Creating more town centre homes and local services to help fight climate change.

Planning applications will have to show how they help meet Scotland’s ambitious targets to cut emissions to net zero by 2045 to get approval under new proposals.

Applications that create more town centre homes or help reuse vacant and derelict land will be more likely to succeed, under the draft fourth National Planning Framework which has been published for consultation today.

These proposals promote the creation of 20-minute neighbourhoods, where services are easily accessible on foot or by bicycle, across cities and towns. Tighter restrictions will be imposed on out-of-town retail development.

The Framework will support developments which contribute to nature restoration, drive population growth in rural Scotland, create more homes to meet local needs and encourage green investment.

Proposals for renewable energy, including increasing the power of existing wind farms, will be supported by planners - helping make Scotland an energy exporter.

It proposes 18 national developments including:

  • a national walking, wheeling and cycling network promoting active travel
  • mass and rapid transit networks for cities to significantly reduce congestion and reliance on the car
  • sustainable drainage and water management solutions to protect cities from future flood risk
  • master planned regeneration and investment along the Clyde and waterfronts in Dundee, Edinburgh and Stranraer
  • supporting transition of key industrial sites to net zero as well as helping to sustain rural and island communities in transitioning to a net zero society
  • pumped hydroelectric storage, large scale renewable energy generation and investment in the electricity grid.
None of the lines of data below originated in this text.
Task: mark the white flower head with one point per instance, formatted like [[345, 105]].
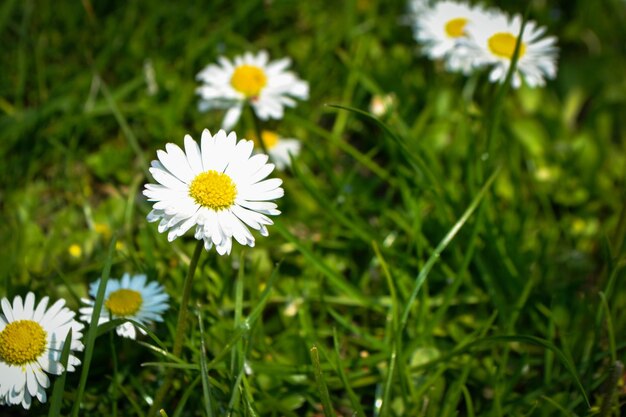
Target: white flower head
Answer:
[[218, 186], [267, 86], [131, 297], [31, 341], [492, 40], [442, 30], [279, 149]]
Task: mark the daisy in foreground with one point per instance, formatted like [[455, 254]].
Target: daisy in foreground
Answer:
[[442, 27], [131, 297], [492, 39], [31, 341], [279, 148], [266, 86], [216, 186]]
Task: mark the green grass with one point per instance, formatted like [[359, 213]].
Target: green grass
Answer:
[[401, 279]]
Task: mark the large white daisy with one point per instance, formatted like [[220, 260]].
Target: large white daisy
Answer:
[[216, 186], [31, 342], [441, 28], [266, 86], [492, 39], [132, 298], [280, 149]]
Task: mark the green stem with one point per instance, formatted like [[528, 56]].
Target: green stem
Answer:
[[115, 370], [258, 130], [181, 326]]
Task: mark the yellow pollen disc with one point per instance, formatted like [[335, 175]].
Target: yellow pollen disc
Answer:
[[455, 28], [270, 139], [22, 342], [124, 302], [503, 45], [248, 80], [213, 190]]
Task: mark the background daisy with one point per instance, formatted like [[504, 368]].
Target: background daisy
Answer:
[[279, 148], [217, 186], [31, 341], [266, 86], [132, 298], [442, 27], [492, 41]]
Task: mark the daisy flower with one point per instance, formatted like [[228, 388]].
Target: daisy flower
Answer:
[[31, 341], [492, 40], [216, 186], [279, 148], [442, 27], [132, 298], [266, 86]]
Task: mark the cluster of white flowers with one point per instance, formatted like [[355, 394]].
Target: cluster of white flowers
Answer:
[[32, 336], [132, 298], [471, 37]]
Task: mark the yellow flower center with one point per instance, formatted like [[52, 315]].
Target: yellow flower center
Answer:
[[455, 28], [503, 45], [22, 342], [270, 139], [124, 302], [248, 80], [213, 190]]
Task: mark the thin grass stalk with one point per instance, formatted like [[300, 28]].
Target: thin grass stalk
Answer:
[[258, 130], [59, 386], [115, 373], [321, 384], [92, 332], [181, 325]]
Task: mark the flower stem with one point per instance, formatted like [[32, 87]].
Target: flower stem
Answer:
[[258, 130], [181, 326]]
Planning Minister Tom Arthur said:

“As COP26 delegates debate the future of our planet, we are proudly publishing our new draft National Planning Framework that proposes planners will have to consider the impact of applications on climate change and our natural environment.

“This plan for Scotland in 2045 aims to transform places so more of us live in well-designed and energy efficient homes, located within walking distance of local services and green space, and puts planning at the heart of delivering green, inclusive and long‑term sustainable development.
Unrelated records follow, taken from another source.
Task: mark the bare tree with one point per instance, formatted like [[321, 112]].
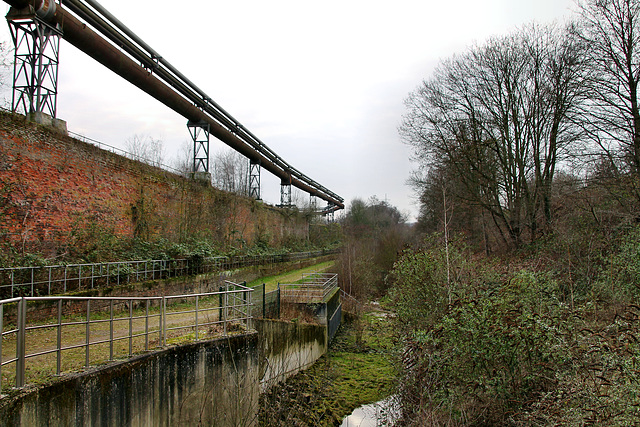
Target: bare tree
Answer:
[[498, 118], [146, 149], [231, 172], [609, 30], [184, 162]]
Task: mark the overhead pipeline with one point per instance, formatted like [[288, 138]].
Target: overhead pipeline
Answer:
[[176, 92]]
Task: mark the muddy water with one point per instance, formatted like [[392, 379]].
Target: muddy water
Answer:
[[382, 413]]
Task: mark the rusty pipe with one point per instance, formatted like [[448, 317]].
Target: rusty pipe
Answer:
[[92, 44]]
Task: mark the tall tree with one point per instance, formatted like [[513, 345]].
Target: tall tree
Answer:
[[609, 31], [499, 117]]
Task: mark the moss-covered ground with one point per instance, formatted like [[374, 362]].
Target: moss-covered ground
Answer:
[[356, 371], [271, 282]]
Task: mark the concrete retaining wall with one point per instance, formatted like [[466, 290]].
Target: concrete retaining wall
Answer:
[[207, 383], [288, 347]]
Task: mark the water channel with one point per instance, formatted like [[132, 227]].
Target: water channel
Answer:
[[382, 413]]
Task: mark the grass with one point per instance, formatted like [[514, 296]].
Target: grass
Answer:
[[350, 375], [271, 282], [42, 369]]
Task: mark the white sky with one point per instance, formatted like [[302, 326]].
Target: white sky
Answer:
[[321, 83]]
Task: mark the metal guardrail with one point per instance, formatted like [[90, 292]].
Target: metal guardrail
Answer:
[[314, 287], [84, 323], [63, 278]]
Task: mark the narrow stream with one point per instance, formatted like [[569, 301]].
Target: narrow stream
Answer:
[[382, 413]]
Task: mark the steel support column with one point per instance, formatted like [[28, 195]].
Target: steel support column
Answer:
[[35, 69], [254, 179], [200, 133], [285, 195]]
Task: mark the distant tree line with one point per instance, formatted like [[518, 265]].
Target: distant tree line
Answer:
[[503, 129]]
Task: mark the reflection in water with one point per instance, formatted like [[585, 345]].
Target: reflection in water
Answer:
[[382, 413]]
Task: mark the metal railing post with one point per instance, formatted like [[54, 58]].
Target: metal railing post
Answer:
[[20, 344], [146, 326], [163, 321], [1, 337], [220, 304], [87, 333], [226, 308], [130, 327], [197, 300], [59, 340], [110, 329]]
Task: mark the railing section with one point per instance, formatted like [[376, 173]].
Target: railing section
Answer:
[[313, 287], [60, 279], [86, 331]]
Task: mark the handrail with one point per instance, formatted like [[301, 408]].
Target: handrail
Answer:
[[87, 322], [62, 278]]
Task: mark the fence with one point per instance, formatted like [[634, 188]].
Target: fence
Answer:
[[60, 279], [265, 304], [114, 326], [313, 288]]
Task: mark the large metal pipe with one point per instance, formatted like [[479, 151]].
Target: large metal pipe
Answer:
[[89, 42]]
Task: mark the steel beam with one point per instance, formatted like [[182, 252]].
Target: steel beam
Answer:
[[200, 133], [171, 88], [254, 180], [35, 70]]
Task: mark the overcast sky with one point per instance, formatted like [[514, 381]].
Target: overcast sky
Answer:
[[321, 83]]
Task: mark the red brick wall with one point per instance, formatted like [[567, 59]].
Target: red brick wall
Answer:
[[54, 188]]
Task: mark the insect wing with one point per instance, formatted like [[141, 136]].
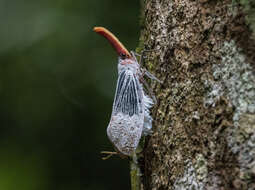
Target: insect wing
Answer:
[[126, 125]]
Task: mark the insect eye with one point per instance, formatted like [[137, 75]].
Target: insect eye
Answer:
[[123, 55]]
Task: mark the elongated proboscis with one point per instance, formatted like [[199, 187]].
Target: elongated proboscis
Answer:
[[114, 41]]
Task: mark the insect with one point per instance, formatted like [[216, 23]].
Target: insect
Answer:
[[130, 113]]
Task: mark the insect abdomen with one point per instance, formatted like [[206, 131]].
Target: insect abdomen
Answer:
[[125, 132]]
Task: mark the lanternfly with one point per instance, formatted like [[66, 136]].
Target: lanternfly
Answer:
[[130, 114]]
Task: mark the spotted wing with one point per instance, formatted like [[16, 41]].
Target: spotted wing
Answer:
[[126, 124]]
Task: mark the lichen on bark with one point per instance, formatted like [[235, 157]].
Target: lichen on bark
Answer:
[[204, 50]]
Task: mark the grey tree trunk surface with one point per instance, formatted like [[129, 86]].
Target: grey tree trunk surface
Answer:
[[204, 121]]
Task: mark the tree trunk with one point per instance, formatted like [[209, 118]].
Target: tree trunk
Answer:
[[204, 121]]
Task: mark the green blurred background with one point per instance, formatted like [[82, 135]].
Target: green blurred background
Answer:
[[57, 82]]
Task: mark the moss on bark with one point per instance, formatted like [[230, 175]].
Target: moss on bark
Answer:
[[196, 136]]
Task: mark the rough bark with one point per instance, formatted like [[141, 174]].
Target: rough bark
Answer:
[[204, 122]]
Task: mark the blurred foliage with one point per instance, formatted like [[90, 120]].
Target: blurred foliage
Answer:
[[57, 82]]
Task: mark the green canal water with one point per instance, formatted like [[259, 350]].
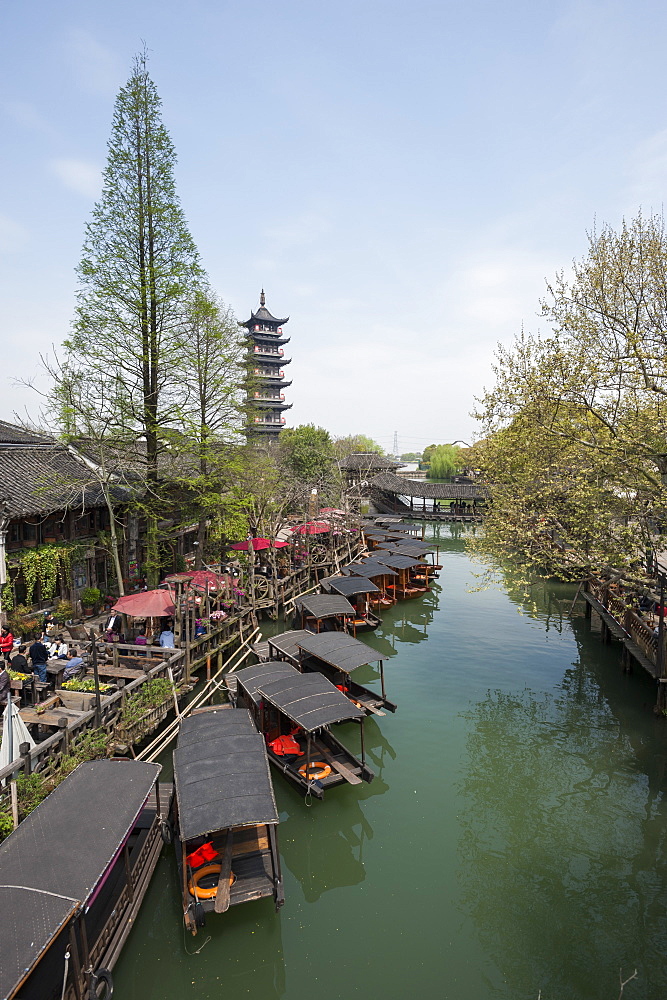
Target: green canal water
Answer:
[[513, 841]]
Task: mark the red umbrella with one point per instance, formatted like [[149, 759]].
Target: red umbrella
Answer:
[[313, 528], [146, 604], [255, 543]]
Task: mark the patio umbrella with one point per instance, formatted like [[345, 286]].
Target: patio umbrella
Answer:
[[20, 735], [312, 528], [146, 604], [255, 543]]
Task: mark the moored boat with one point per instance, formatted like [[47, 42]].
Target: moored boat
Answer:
[[294, 712], [225, 815], [73, 876]]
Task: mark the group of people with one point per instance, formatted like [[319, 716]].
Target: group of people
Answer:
[[34, 659]]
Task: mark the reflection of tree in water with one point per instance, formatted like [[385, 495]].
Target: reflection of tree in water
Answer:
[[323, 846], [326, 852], [563, 863]]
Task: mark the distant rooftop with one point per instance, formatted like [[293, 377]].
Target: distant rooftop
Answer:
[[263, 315]]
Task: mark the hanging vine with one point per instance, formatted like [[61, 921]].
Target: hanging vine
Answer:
[[7, 597], [43, 564]]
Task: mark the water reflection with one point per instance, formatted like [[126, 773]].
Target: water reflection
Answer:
[[563, 852], [326, 852]]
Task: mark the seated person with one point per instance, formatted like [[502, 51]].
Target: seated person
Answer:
[[167, 639], [74, 666], [5, 687], [19, 662]]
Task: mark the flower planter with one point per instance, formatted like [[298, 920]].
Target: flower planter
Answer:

“This is a turning point for planning in Scotland. Our proposals will help us achieve our just transition to net zero emissions by helping to deliver more renewable energy, protecting our natural environment and creating better, healthier places to live.”


Tomorrow COP26 will have the theme of Cities, Regions and the Built Environment. The Scottish Government is proposing a change of direction for the planning of future development as COP26 delegates turn their attention to how leaders must collaborate at local, regional and national levels to accelerate climate action and make positive choices for our built environment.

The draft National Planning Framework 4 is being publicly consulted on and will be scrutinised by the Scottish Parliament for up to 120 days.  

The consultation is available for comment at this link:   

The Framework will embed the UN’s Sustainable Development Goals in domestic planning standards and could shape planning decisions for the next 30 years.

Needs of older people and the disabled would be considered when designing housing. Increasing density of existing settlements or building homes on disused land will reduce the need to travel unsustainably for work or leisure.

The Framework would support renewable development, providing the impact is acceptable. This includes building more powerful or new wind farms outside national parks and National Scenic Areas, subject to sensitive case by case assessments. Proposals would still need to include an assessment of the impact on nearby residents and the local community.